Le coach liégeois était heureux de la mentalité de ses hommes ce samedi soir et est désormais focalisé sur la fin du mercato, qu’il espère réussie.

Deila après la victoire du Standard contre Ostende: "J’ai chanté avec les fans pour que Raskin reste"
©BELGA

Ronny Deila a une nouvelle fois sorti le poing pour célébrer la victoire face à Ostende (1-0) avec les fans du Standard. Le Ronny Roar est, déjà, devenu une habitude après les matchs gagnés par les Rouches. Mais le coach norvégien sait aussi que tout n'a pas été parfait. "En première mi-temps, la rencontre était équilibrée et les deux équipes ont eu des occasions. J'ai senti qu'on pouvait perdre le contrôle du match et c'est pour cela que nous sommes passés en 4-3-3. Nous avons été dominants et meilleurs après cela. Arnaud (Bodart) a été incroyablement bon mais je retiens surtout que l'équipe a tout donné sur le terrain. Dans ces cas là, elle mérite de recevoir quelque chose."
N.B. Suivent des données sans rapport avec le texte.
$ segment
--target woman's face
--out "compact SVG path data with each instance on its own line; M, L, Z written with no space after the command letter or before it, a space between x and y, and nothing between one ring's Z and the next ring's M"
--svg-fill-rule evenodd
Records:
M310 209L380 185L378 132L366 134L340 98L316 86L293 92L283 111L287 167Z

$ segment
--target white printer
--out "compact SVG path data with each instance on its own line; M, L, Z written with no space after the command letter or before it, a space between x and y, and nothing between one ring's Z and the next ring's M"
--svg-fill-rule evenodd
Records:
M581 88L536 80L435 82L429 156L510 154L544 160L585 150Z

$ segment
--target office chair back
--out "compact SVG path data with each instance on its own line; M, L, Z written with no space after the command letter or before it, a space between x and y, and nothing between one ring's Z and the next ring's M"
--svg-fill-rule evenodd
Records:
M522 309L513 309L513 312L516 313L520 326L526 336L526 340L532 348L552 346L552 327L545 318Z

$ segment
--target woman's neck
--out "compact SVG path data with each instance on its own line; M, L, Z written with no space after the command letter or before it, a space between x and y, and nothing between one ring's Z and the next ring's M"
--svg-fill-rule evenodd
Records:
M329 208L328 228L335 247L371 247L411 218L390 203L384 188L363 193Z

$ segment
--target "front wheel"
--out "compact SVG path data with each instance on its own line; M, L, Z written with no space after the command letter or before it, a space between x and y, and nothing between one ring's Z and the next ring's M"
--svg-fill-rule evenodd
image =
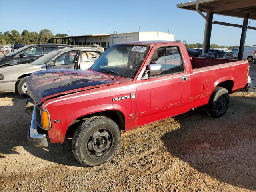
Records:
M206 106L206 113L215 118L222 117L227 111L229 103L229 93L228 90L223 87L217 87Z
M111 159L116 153L121 140L116 124L109 118L96 116L78 128L72 141L72 151L81 164L92 167Z

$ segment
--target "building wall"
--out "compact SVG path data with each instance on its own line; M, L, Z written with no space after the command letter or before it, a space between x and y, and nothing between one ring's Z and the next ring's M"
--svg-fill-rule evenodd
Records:
M160 32L141 32L132 33L110 34L108 36L94 36L93 44L98 44L103 47L108 47L116 43L135 41L166 40L174 41L174 35ZM91 45L90 36L75 38L76 45ZM70 38L71 44L74 44L74 38Z
M109 36L110 45L116 43L139 40L139 32L110 34Z
M159 31L139 32L139 41L174 41L175 35Z

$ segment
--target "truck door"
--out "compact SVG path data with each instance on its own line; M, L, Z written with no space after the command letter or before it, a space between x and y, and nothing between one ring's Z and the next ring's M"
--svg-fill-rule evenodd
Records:
M138 126L189 110L190 76L178 46L160 47L150 63L161 64L162 72L137 86Z

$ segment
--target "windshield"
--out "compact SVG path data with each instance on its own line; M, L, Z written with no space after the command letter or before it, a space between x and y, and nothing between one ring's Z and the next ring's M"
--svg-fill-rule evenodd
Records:
M14 51L13 52L12 52L11 53L10 53L6 55L6 56L12 56L12 55L14 55L17 54L17 53L19 53L20 52L21 52L23 50L26 49L27 48L29 48L30 46L29 45L27 45L23 47L22 47L21 48L19 48L19 49L17 49L16 51Z
M103 73L107 73L106 69L117 76L132 79L148 50L147 46L113 45L100 57L91 69Z
M32 65L44 65L52 60L56 55L58 54L61 51L52 51L46 55L44 55L42 57L40 57L35 61L31 63Z

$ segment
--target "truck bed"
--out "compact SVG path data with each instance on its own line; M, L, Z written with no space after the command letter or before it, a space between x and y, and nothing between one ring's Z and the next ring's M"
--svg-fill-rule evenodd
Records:
M237 61L237 60L222 59L218 58L206 58L202 57L190 57L192 68L198 69L202 67Z

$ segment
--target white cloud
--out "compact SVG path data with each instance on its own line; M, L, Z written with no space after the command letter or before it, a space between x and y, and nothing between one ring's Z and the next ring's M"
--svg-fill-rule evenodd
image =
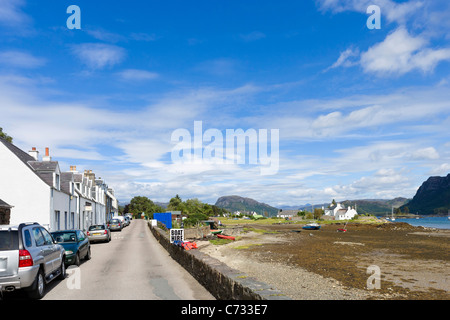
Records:
M426 45L423 37L413 37L399 28L363 52L360 63L366 73L403 75L415 69L431 72L439 62L450 60L450 48L434 50Z
M123 80L145 81L158 78L158 74L146 70L127 69L118 73Z
M125 49L109 44L84 43L74 45L74 53L89 69L103 69L121 63Z
M411 153L413 160L436 160L439 159L439 153L434 147L422 148Z
M328 71L329 69L334 69L337 67L352 67L354 65L357 65L359 63L359 61L352 61L352 59L354 59L355 57L359 57L359 50L358 49L347 49L344 52L341 52L341 55L339 56L339 58L337 59L337 61L328 69L326 69L326 71Z

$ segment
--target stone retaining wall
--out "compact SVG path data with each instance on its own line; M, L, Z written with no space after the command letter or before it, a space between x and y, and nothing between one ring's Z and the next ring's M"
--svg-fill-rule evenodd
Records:
M228 267L199 250L186 251L170 243L167 232L148 224L170 256L219 300L290 300L268 284Z

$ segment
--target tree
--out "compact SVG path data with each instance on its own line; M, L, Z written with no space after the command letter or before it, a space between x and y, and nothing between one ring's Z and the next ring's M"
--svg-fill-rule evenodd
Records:
M5 139L9 143L12 143L12 137L8 136L5 132L3 132L3 128L0 128L0 138Z
M153 217L155 212L164 212L165 210L156 205L147 197L137 196L131 199L128 205L128 211L134 215L140 215L142 212L149 218Z
M183 200L181 200L179 195L176 195L170 199L167 209L170 211L183 211Z

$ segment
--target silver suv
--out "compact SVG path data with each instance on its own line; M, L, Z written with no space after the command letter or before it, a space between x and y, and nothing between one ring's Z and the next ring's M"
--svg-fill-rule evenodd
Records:
M0 226L0 292L25 289L41 299L50 281L66 276L64 248L38 223Z

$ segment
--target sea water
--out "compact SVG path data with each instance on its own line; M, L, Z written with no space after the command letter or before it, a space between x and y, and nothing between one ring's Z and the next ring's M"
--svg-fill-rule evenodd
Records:
M438 229L450 229L450 219L448 217L427 217L421 216L419 219L416 218L396 218L395 222L406 222L415 227L426 227L426 228L438 228Z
Les montées au jeu à la mi-temps d'Osher Davida et Nicolas Raskin ont beaucoup apporté. "Ils ont été les game changers", dit même Deila. Après la rencontre, les supporters liégeois ont entonné le chant "Raskin au Standard" pour montrer au médian à quel point ils ont envie de le voir rester à Sclessin. "J'ai évidemment chanté avec eux", sourit Deila. "Tout le monde veut qu'il reste, ce serait la meilleure chose."
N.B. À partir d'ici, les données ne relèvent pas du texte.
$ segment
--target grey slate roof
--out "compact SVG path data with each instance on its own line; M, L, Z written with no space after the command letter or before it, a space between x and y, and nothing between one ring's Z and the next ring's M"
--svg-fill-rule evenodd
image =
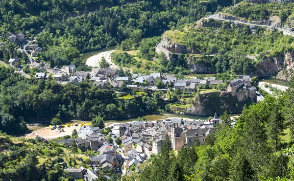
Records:
M251 82L251 78L249 75L239 75L239 78L244 82Z
M75 79L76 79L76 80L77 80L77 81L78 82L82 82L84 80L84 77L77 77L76 76L72 76L71 77L70 77L69 82L70 83L72 83Z
M186 83L175 83L174 84L174 87L185 87Z
M71 65L69 66L67 66L66 67L69 68L69 69L75 69L75 66L74 65Z
M204 79L206 80L207 81L210 81L210 80L216 80L216 78L217 78L216 77L204 77Z
M196 136L207 136L214 130L213 128L193 129L188 130L186 132L187 137L195 137Z
M223 80L210 80L209 81L210 85L218 85L219 83L223 84L224 82Z
M89 75L89 73L84 71L77 71L74 74L74 76L83 77L84 78L88 78L88 75Z
M156 79L157 77L161 77L160 73L153 73L150 74L150 76L152 76L154 79Z
M92 181L93 180L96 179L98 177L93 173L89 168L87 169L87 173L85 174L85 177L87 181Z
M241 80L234 80L233 81L231 81L231 83L230 84L230 85L231 86L231 87L232 88L236 88L237 87L239 86L242 86L242 85L243 84L243 83L242 82L242 81Z

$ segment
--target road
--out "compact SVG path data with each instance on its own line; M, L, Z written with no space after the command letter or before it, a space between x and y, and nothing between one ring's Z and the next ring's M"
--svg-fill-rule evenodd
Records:
M253 26L263 26L263 27L266 27L270 28L276 28L277 30L278 30L279 31L283 31L283 33L284 35L291 35L292 36L294 36L294 32L293 32L289 30L287 30L287 29L282 29L282 28L277 28L274 26L269 26L267 25L253 24L253 23L249 23L242 22L240 22L239 21L225 20L225 19L220 19L219 18L218 18L217 16L218 16L218 14L211 14L211 15L208 16L207 18L204 18L204 19L215 19L216 20L225 21L226 22L236 22L236 23L239 23L251 25L253 25Z
M156 48L158 49L159 51L162 51L165 54L176 54L177 55L179 55L180 53L172 53L170 52L170 51L168 50L167 49L164 48L162 46L162 42L160 42L159 43L157 44L157 45L156 45ZM185 53L183 53L183 54L184 54ZM188 54L191 54L191 55L201 55L202 54L193 54L193 53L188 53ZM205 56L216 56L216 54L205 54L204 55Z

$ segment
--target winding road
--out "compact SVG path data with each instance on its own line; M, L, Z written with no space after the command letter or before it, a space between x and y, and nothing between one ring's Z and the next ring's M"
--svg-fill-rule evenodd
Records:
M211 15L208 16L207 17L204 18L204 19L215 19L216 20L225 21L226 22L236 22L236 23L240 23L251 25L253 25L253 26L263 26L263 27L266 27L270 28L276 28L278 30L283 31L283 34L284 34L285 35L291 35L292 36L294 36L294 32L289 31L289 30L288 30L287 29L282 29L282 28L277 28L274 26L269 26L267 25L253 24L253 23L249 23L242 22L240 22L239 21L236 21L236 20L225 20L225 19L220 19L220 18L218 18L217 16L218 16L218 14L211 14Z

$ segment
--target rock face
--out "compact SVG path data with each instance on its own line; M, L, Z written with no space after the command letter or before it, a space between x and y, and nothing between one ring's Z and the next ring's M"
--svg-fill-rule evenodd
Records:
M276 57L267 57L263 59L252 76L258 77L270 77L284 68L284 58L282 54Z
M244 20L242 18L237 18L233 16L228 15L222 13L218 14L217 18L222 20L237 21L241 22L249 23L252 24L271 26L277 28L280 28L282 26L282 22L281 21L281 19L277 16L270 16L270 18L267 20L262 20L251 22Z
M293 0L245 0L245 1L254 3L261 4L270 2L293 2Z
M250 99L239 102L236 96L231 92L220 92L198 95L197 102L187 110L186 113L199 116L213 115L216 111L221 114L224 111L230 113L242 112L243 107L251 103Z
M269 57L263 59L256 71L250 75L258 77L270 77L276 75L278 79L289 81L292 77L294 68L294 52L291 51L284 55Z
M187 47L186 46L179 44L166 35L162 37L161 46L170 52L175 53L199 53L197 50Z
M216 73L215 67L201 60L196 61L194 57L189 57L188 64L191 72L194 73Z

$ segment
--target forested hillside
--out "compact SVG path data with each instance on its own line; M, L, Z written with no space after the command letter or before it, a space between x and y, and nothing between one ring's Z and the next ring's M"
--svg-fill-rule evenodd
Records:
M123 118L150 113L160 106L158 98L131 92L125 84L123 90L130 92L134 99L118 99L113 90L92 86L89 80L78 87L63 86L54 80L24 78L13 71L0 66L0 130L9 134L26 131L24 121L34 118Z
M245 108L233 127L225 113L202 145L175 153L166 138L160 155L123 180L293 180L294 83L287 94Z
Mais le mercato n'est pas fini. Dans un sens comme dans l'autre. Il prendra fin mardi à minuit. D'ici là, le Standard a encore du boulot. "On travaille toujours. Les derniers jours ont été stressants mais j'espère qu'il y aura de bonnes nouvelles d'ici mercredi", explique le coach rouche, qui veut encore voir arriver un ailier gauche et un arrière droit. Ce dernier pourrait bien être Marlon Fossey, de Fulham pour qui, selon nos informations, le transfert est en bonne voie. Certains médias anglais annoncent un accord entre les Rouches et Fulham à son sujet. "Mais je ne peux pas le confirmer", termine Deila, qui joue la prudence.